After initially struggling at the start of lockdowns, Amazon-backed Deliveroo got a boost as the year went on while customers avoided supermarkets and ordered takeout meals and groceries. Bloomberg News reported in September that the company planned to tap public markets.
Deliveroo’s listing comes amid a surge in IPO activity in London, Europe’s busiest venue this year.

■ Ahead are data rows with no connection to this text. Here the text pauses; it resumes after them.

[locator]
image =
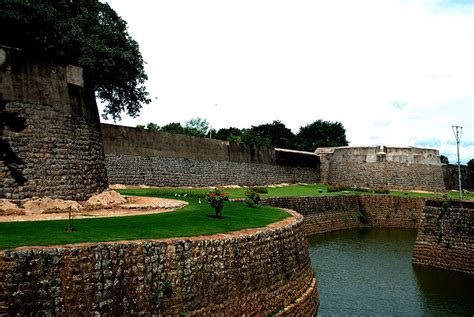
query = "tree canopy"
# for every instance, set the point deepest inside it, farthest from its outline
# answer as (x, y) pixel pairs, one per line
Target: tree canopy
(89, 34)
(320, 133)
(444, 159)
(196, 127)
(317, 134)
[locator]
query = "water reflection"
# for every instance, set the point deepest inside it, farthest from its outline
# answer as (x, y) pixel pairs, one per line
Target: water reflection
(368, 272)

Deals include British bootmaker Dr Martens Plc, which soared in its debut last month after a 1.3 billion-pound offering, while virtual greeting-card and gifting firm Moonpig Group Plc listed two weeks ago.
Across Europe, beneficiaries of a pandemic-fuelled online shopping boom are tapping public markets. Poland’s InPost SA, which operates automated parcel lockers for deliveries, surged in its Amsterdam debut late January. Digital used-car dealer Auto1 Group SE raised 1.8 billion euros in Frankfurt this month.
Deliveroo said in January it had raised more than US$180 million in its latest funding round, valuing it at more than US$7 billion. That could put the IPO in the league of the biggest share sales in Europe this year.
Founded in 2013, Deliveroo has 140,000 restaurant partners and 110,000 delivery riders in the UK and overseas, while its app has 9.6 million downloads, according to its website.
In December, the company said it had been profitable “at the operating level” for more than six months in 2020, while posting operating revenue of 771.8 million pounds in 2019, up 62 per cent on the previous year.
JPMorgan Chase & Co and Goldman Sachs Group Inc will lead the IPO, according to Sky.